Evergrande customers protest in Shenzhen on September 15, 2021.


Faced with the delay in the work, owners of homes purchased before construction have announced that they will cease all payments until the work resumes. In one month, this payment strike has spread to more than 300 real estate projects in 50 cities in China.

Should the world be worried?

China is the world’s second largest economy. Given the country’s interconnectedness with the rest of the world, any contagion from the real estate crisis to China’s financial system will have international repercussions, analysts say.
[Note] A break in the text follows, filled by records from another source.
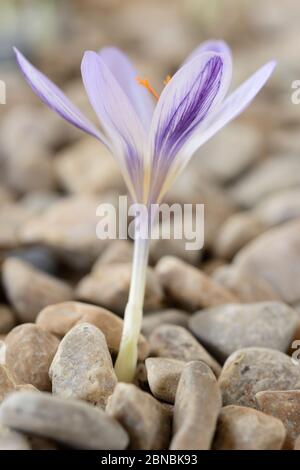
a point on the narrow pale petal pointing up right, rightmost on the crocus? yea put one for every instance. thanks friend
(232, 106)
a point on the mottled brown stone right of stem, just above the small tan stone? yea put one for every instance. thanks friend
(175, 342)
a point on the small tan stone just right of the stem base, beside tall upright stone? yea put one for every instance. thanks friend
(163, 376)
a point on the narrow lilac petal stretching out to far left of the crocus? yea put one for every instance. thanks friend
(53, 97)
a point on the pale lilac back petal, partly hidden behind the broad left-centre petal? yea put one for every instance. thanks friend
(124, 73)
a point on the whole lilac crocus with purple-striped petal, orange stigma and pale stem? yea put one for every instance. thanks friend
(152, 142)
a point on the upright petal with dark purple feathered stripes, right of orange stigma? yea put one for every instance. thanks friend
(187, 101)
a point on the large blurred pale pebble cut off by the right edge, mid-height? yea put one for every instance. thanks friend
(281, 271)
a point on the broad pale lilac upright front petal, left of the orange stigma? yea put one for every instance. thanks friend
(117, 116)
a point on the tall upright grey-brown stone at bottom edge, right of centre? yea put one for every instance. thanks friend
(197, 405)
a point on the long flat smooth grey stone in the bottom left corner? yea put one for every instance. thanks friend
(71, 422)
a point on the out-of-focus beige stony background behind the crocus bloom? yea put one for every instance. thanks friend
(52, 176)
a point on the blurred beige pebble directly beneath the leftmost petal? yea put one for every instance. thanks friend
(86, 167)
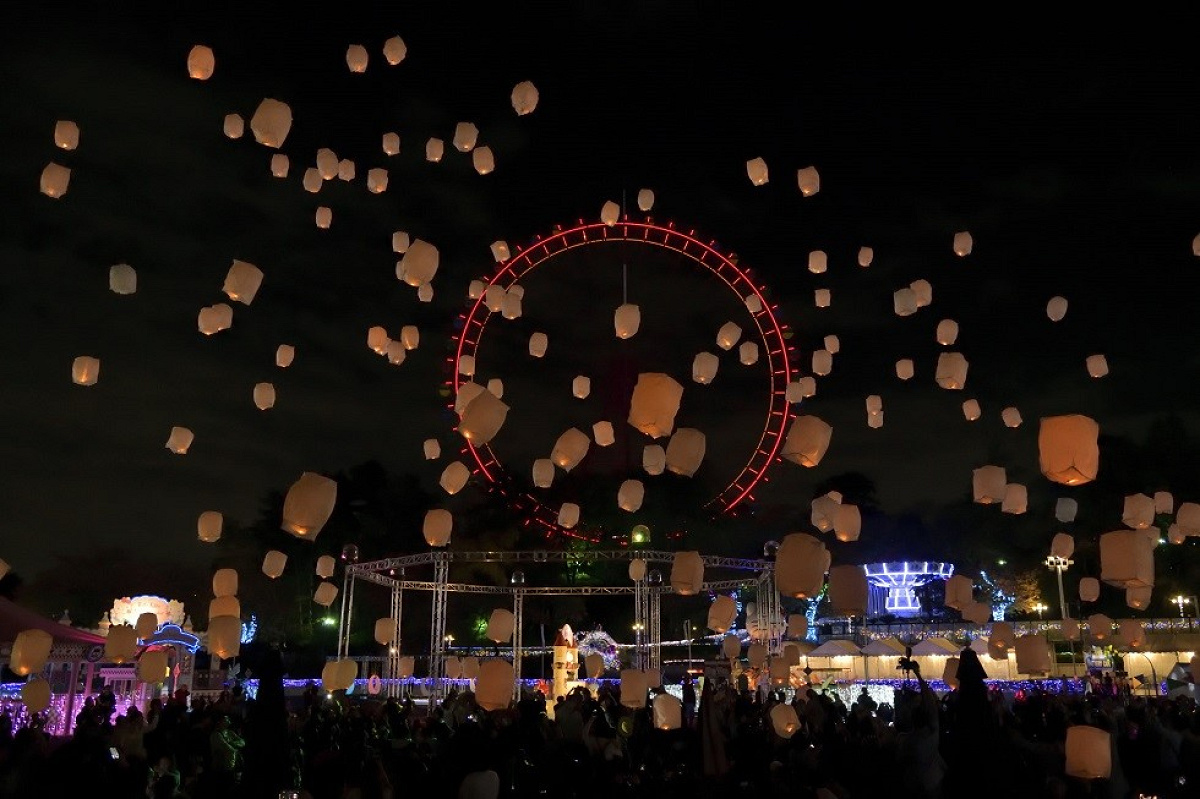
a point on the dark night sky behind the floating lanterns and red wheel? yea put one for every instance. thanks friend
(1075, 169)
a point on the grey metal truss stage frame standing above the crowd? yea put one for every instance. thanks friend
(647, 593)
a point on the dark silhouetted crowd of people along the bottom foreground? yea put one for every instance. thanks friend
(973, 742)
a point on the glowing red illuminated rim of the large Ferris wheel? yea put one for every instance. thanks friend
(772, 335)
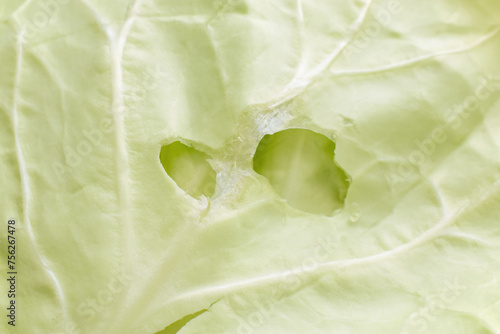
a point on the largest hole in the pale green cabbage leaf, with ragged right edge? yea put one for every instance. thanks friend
(300, 165)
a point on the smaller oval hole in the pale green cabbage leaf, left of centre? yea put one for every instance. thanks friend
(189, 168)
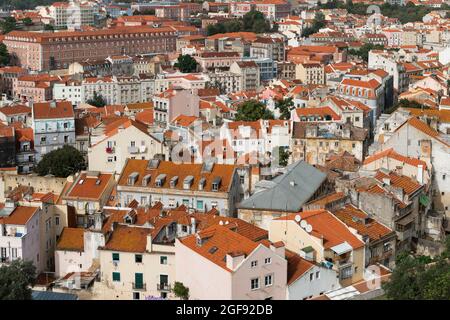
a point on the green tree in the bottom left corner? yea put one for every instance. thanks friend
(16, 280)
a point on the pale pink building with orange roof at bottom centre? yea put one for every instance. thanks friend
(218, 263)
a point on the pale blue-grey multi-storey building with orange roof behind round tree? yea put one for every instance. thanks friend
(53, 126)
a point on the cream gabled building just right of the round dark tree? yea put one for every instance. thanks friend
(122, 139)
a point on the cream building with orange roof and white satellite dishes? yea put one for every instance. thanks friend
(321, 236)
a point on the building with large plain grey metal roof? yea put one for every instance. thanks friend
(285, 193)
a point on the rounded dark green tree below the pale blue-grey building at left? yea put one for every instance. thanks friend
(61, 162)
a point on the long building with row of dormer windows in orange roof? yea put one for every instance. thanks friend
(198, 186)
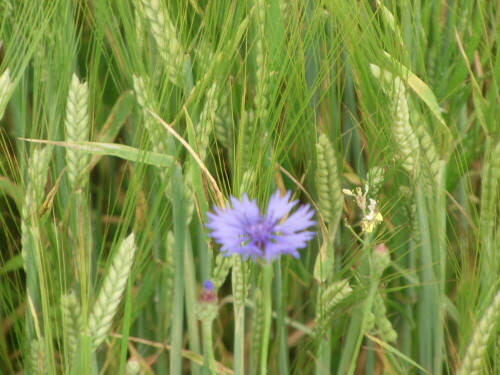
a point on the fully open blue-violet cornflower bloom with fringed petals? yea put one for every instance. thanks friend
(244, 230)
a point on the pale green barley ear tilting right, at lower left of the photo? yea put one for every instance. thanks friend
(110, 295)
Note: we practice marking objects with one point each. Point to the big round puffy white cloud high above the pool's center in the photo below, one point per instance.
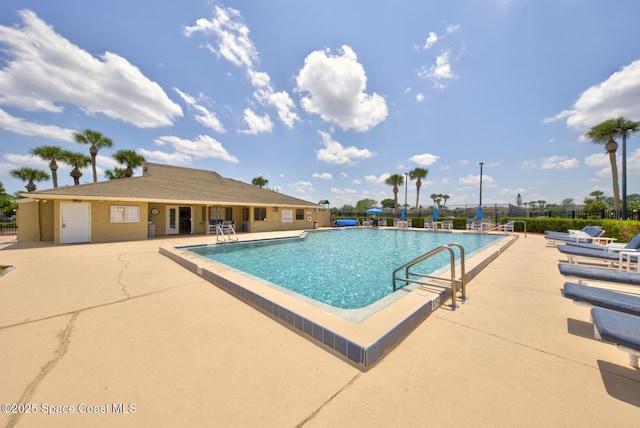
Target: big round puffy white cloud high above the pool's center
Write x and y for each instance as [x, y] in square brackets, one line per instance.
[334, 88]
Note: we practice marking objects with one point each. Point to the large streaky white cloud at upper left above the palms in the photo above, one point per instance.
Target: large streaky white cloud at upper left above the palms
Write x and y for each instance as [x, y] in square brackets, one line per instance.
[46, 70]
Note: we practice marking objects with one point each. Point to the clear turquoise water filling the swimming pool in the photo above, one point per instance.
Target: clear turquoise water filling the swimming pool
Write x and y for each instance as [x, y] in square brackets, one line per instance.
[346, 268]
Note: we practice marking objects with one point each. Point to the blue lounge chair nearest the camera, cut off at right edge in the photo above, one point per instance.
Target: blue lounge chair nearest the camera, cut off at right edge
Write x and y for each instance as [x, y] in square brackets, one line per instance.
[620, 329]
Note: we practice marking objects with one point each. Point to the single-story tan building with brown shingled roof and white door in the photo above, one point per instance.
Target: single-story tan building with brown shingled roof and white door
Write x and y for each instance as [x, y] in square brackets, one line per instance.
[164, 200]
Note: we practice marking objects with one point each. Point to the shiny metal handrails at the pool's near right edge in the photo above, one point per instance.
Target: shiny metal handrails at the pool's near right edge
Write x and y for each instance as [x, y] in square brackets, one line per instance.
[453, 281]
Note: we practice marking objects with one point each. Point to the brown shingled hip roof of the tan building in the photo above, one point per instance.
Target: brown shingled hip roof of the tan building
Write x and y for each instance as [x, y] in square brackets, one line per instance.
[172, 184]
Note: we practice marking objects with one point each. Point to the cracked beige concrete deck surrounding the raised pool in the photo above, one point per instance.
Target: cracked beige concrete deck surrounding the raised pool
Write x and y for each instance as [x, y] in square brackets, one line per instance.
[108, 324]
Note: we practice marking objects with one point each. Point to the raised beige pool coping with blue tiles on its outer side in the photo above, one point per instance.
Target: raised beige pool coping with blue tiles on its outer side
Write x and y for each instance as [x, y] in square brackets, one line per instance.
[362, 344]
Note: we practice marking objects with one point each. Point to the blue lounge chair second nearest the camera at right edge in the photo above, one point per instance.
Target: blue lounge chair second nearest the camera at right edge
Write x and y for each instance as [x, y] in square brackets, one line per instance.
[602, 298]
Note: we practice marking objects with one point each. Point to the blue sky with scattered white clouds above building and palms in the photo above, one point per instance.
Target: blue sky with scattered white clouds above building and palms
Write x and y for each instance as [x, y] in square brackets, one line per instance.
[326, 99]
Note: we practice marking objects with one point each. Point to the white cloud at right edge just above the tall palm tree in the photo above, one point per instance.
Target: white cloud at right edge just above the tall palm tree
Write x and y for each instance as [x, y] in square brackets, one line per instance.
[616, 96]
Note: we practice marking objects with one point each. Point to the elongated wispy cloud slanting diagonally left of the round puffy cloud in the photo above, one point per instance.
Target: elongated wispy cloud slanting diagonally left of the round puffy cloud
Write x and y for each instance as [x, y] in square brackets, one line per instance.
[232, 42]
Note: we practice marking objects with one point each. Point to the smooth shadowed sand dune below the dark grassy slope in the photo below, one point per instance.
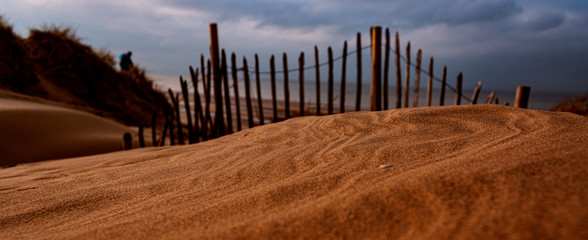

“If payment defaults increase, there could be great and serious economic and social consequences,” warns the rating agency Fitch Ratings. Already in May, the American Central Bank (Fed) estimated that a worsening of the real estate crisis in China could have consequences for the country’s financial system. In such a scenario, the crisis would affect world trade, the Fed pointed out.

What solutions?

Analysts say a bailout for the sector is unlikely. Such a bailout operation would have the perverse effect of “putting all the risks on the banking sector or the government”, underlines Ken Cheung, analyst for the Japanese bank Mizuho. At the risk of causing the opposite effect than that sought.

Property owners and developers, seeing the state intervene, would be tempted to evade their responsibilities and stop their payments, underlines Mr. Cheung.

Local authorities, developers and owners could on the other hand negotiate, on a case-by-case basis, exemptions from interest or deferrals of monthly payments, recommends analyst Chen Shujin, of the American investment bank Jefferies.